The binding affinity of Δ9‐THCA‐A for CB1 receptor inspired us to study its effect on downstream signalling. We stimulated HEK293‐CB1‐CRE‐Luc cells with either Δ9‐THCA‐A or CP‐55,940 separately or in combination, and the luciferase activity was measured as indicative of cAMP induction. Δ9‐THCA‐A did not induce CRE‐Luc activity but enhanced significantly the effect of the orthosteric ligand CP‐55,940 (Figure 1d). Next, we analysed whether Δ9‐THCA‐A was also able to activate CB1 receptors through β‐arrestin in HEK293‐CB1‐β‐arrestin Nomad cells. This cell line was designed for the analysis of the receptor response that results in the activation of a green fluorescent β‐arrestin Nomad biosensor, displaying an elevation in the fluorescent signal intensity of the biosensor. We found that Δ9‐THCA‐A alone slightly induced β‐arrestin recruitment, compared with CP‐55,940, which exhibited a pronounced increase of β‐arrestin recruitment (Figure 2a,b).
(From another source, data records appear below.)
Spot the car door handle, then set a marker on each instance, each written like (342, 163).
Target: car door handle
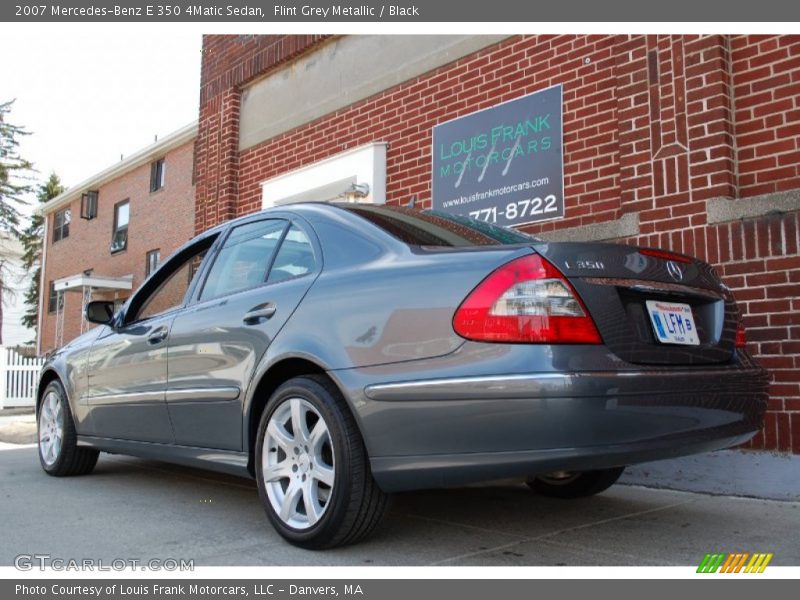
(158, 335)
(258, 313)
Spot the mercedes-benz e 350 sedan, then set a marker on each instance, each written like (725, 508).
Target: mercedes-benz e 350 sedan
(338, 353)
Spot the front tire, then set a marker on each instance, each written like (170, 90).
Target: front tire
(566, 484)
(312, 468)
(59, 453)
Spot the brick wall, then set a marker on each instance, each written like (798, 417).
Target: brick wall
(162, 219)
(654, 126)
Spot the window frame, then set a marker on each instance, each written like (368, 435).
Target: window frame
(278, 214)
(158, 174)
(201, 288)
(147, 268)
(52, 298)
(59, 230)
(116, 227)
(207, 243)
(89, 204)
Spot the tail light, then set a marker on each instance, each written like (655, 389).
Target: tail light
(741, 336)
(525, 301)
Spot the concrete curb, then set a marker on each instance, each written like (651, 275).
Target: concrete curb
(769, 475)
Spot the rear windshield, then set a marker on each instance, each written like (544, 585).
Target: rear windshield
(433, 228)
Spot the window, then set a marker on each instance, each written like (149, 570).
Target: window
(157, 174)
(295, 257)
(151, 264)
(119, 237)
(61, 224)
(243, 261)
(89, 205)
(52, 299)
(161, 295)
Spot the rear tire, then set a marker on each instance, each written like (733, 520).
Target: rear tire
(568, 485)
(59, 453)
(312, 468)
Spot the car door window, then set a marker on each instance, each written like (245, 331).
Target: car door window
(175, 277)
(295, 257)
(243, 260)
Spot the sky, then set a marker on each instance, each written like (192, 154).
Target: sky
(89, 95)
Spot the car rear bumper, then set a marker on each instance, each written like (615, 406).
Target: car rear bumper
(453, 431)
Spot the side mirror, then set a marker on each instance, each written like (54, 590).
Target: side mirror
(100, 311)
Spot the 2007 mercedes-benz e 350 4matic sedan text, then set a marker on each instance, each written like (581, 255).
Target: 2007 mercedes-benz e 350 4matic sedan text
(340, 352)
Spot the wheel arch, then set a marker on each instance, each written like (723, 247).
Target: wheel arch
(48, 376)
(265, 384)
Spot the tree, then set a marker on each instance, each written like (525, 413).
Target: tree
(15, 173)
(32, 240)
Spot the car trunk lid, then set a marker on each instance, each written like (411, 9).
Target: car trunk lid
(622, 285)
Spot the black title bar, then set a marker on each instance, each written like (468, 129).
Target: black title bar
(315, 11)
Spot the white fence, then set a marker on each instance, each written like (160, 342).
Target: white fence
(18, 378)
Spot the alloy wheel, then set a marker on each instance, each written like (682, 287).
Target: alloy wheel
(51, 428)
(298, 463)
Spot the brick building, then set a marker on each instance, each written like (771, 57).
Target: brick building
(684, 142)
(103, 236)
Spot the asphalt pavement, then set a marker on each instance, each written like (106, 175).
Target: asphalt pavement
(137, 509)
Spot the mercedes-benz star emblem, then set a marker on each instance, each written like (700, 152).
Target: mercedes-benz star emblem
(674, 270)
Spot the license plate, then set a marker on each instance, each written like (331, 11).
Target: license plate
(673, 322)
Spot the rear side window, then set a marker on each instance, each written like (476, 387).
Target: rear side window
(295, 258)
(431, 228)
(243, 260)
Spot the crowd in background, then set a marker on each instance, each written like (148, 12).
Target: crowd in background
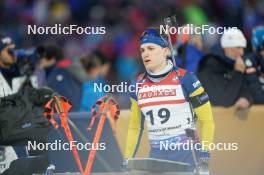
(115, 56)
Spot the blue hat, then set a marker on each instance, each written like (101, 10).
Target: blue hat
(152, 36)
(5, 41)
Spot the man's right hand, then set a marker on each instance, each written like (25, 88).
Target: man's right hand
(240, 65)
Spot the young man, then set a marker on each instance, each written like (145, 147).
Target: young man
(166, 99)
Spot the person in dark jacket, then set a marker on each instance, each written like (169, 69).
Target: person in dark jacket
(222, 72)
(62, 75)
(255, 66)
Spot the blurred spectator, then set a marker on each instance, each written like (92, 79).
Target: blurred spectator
(222, 72)
(189, 51)
(255, 66)
(62, 75)
(97, 68)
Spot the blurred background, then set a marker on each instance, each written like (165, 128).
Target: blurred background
(124, 21)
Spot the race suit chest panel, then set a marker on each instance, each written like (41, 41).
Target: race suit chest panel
(166, 109)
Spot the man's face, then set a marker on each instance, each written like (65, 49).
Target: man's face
(153, 56)
(234, 52)
(6, 58)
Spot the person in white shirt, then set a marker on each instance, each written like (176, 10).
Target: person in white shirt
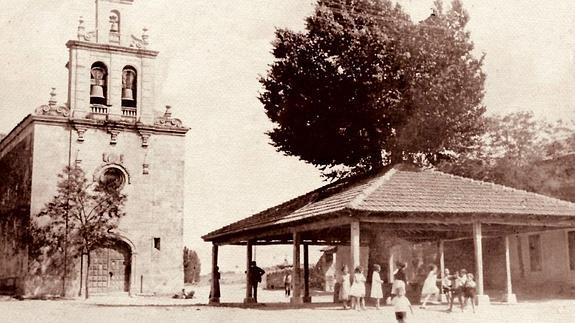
(400, 305)
(376, 282)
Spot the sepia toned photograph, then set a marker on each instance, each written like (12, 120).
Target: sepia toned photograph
(287, 161)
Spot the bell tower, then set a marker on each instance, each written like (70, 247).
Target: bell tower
(111, 71)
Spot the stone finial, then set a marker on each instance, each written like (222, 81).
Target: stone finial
(52, 102)
(167, 121)
(81, 29)
(145, 36)
(143, 41)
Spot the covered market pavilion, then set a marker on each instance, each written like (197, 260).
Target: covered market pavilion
(419, 205)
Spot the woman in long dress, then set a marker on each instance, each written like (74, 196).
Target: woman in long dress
(357, 290)
(376, 282)
(430, 286)
(345, 285)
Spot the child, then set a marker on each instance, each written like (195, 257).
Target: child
(287, 284)
(446, 284)
(469, 291)
(457, 288)
(357, 290)
(344, 287)
(430, 286)
(376, 282)
(400, 305)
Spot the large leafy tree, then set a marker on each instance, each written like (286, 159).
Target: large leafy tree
(363, 86)
(81, 217)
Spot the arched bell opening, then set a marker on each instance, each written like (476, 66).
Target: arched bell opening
(129, 87)
(98, 84)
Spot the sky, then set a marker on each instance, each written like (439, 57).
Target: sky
(211, 55)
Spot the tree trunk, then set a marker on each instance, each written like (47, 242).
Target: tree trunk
(81, 274)
(87, 274)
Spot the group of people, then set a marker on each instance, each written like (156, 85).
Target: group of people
(352, 290)
(460, 285)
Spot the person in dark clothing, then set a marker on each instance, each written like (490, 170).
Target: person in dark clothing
(215, 292)
(399, 278)
(255, 277)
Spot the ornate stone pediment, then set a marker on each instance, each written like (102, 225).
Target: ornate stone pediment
(167, 121)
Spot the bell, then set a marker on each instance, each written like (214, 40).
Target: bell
(127, 95)
(97, 91)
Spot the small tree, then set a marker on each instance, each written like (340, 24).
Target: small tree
(80, 218)
(192, 266)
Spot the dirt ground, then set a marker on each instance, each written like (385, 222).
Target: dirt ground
(277, 309)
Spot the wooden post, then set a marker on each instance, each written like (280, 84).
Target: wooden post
(354, 250)
(306, 296)
(214, 292)
(477, 237)
(442, 270)
(510, 298)
(249, 297)
(391, 266)
(296, 278)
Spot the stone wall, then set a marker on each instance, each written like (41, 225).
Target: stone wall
(154, 207)
(15, 192)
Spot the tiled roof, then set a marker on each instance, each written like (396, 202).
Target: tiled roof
(407, 189)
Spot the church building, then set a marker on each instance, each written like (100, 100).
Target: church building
(111, 128)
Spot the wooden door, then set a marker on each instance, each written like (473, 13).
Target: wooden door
(109, 270)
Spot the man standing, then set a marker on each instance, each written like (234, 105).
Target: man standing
(287, 284)
(255, 277)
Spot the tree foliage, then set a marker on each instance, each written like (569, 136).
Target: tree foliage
(192, 266)
(363, 86)
(518, 150)
(81, 217)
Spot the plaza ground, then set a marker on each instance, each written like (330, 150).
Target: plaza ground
(164, 309)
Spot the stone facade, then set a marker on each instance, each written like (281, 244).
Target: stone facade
(108, 123)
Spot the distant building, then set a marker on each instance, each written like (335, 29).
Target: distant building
(110, 128)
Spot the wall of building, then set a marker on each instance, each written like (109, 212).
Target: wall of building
(154, 206)
(15, 192)
(555, 275)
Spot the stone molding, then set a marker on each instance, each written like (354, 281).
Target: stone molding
(52, 110)
(107, 48)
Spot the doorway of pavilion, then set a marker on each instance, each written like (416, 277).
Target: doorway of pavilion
(110, 269)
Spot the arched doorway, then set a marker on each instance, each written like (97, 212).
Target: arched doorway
(110, 269)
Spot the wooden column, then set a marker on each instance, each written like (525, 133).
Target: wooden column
(354, 250)
(249, 297)
(296, 275)
(477, 237)
(441, 269)
(306, 296)
(214, 299)
(509, 296)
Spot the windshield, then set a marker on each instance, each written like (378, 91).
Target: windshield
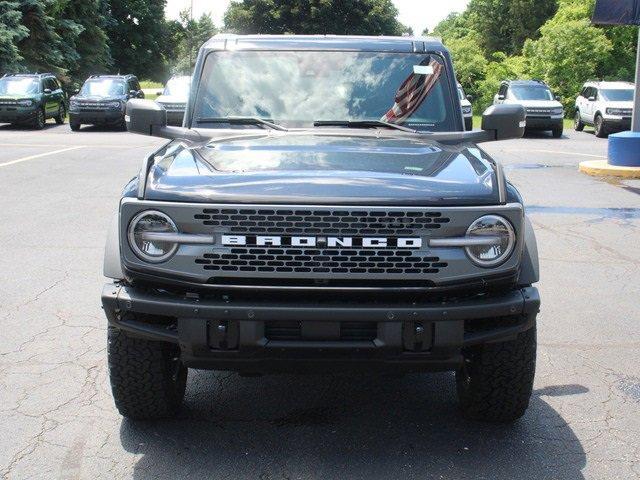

Interestingly, Δ9‐THCA‐A was able to enhance β‐arrestin recruitment induced by CP‐55,940, but it did not affect cell proliferation (Figure 2c). As expected, the CB1 receptor antagonist SR141716 and the selective ERK1/2 pathway inhibitor PD98,059 decreased the β‐arrestin recruitment induced by CP‐55,940 (Figure 2a,b). Next, we evaluated the signalling pathway involving the phosphorylation of ERK1/2 induced by activation of CB1 receptors. As shown in Figure 3a,b, both Δ9‐THCA‐A and CP‐55,940 treatments induced the phosphorylation of ERK 1/2 (pERK1/2) in a concentration‐dependent manner in HEK293‐CB1 cells, but not in HEK293 cells. The induction of pERK1/2 by both Δ9‐THCA‐A and CP‐55,940 was inhibited by SR141716 (Figure 3c,d). Altogether, our results suggest that Δ9‐THCA‐A may exert biological activities by acting as an orthosteric ligand and also as a PAM of CB1 receptors.
3.2. Docking
To identify the binding mode of CP‐55,940, Δ9‐THC and Δ9‐THCA‐A (Figure 4a) to CB1, a set of in silico experiments were performed. Rigid (receptor) cross‐docking calculations could reproduce the correct binding mode for CP‐55,940 and Δ9‐THC when using the CB1 receptor structure of PDB code 5XR8 (Figure 4b). The top docking pose for Δ9‐THC binds with the core tricyclic rings sandwiched between TM2, TM3, and TM7 in a hydrophobic pocket surrounded by residues (Figure 4b). The most critical H‐bond interaction to the hydroxyl sidechain of Ser383 (TM7), with the hydroxyl moiety highlighted in Figure 4a, is preserved. Previous mutagenesis experiments identified Ser383, Phe174, Leu193, Phe379, and Tyr275 as important residues for the binding of Δ9‐THC and CP‐55,940 (labelled in Figure 4b,c with an asterisk) (Hua et al., 2017; Kapur et al., 2007; Shim, Bertalovitz, & Kendall, 2011). The alkyl chain is placed perpendicular to the tricyclic core contacting Leu193, Trp279, and Tyr275, giving the molecule an “L‐shaped” bioactive conformation.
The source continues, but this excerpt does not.